In the proposed Scheme to co-ordinate Secondary admissions in Kent 2009/10, the Secretary of State has clarified that the 'head teacher assessment' comes within the definition of a non-statutory 'local review' and has reiterated that there will be no right of appeal against the outcome of a child's assessment, but parents may make an admission appeal if their child is refused admission to any school. This is in line with the law contained within the Appeals Code which came into place from 1st March this year.
"head teacher assessment" - a stage in the assessment process in which a child's primary school may if necessary submit additional evidence and a written statement to a head teacher panel to enable a final assessment of suitability to grammar school to be made."
We now have a level playing field between appeals to selective and non-selective schools.
Appeals panels must work on the basis that it must comply with the parent's preference unless:
(a)this is not compatible with its approved admission arrangements; or
(b)this would prejudice the provision of efficient education or use of resources.
It is a two-stage process, (a)the first of which is where the panel should decide whether the school's admission arrangements have been correctly applied.
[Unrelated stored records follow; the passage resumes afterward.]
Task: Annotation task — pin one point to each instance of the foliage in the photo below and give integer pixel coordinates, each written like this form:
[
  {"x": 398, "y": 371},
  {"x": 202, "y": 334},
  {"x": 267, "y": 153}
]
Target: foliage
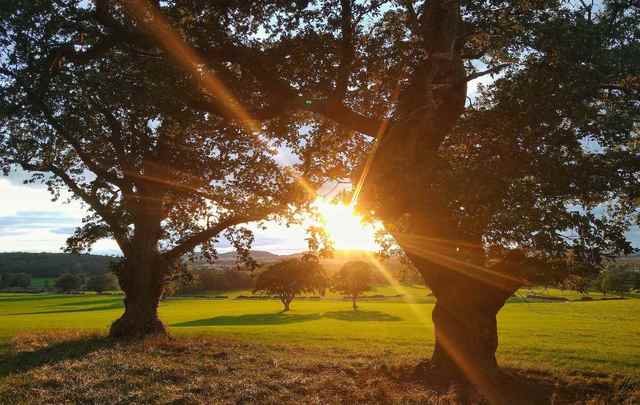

In the case of a grammar school where the passing of the 11+ is a requirement for entry, the appeal would presumably now be disallowed because of non-qualification;
(b) requires that the panel must then satisfy itself that prejudice exists.
If the panel agrees that the admissions arrangements have been correctly applied and that there would be prejudice, it moves to the next stage - the balancing stage
At this stage the panel must
consider whether the parents' grounds for their child to be admitted outweight any prejudice to the school. In other words, the grounds must be alllowable: Non-qualification is not an allowable ground.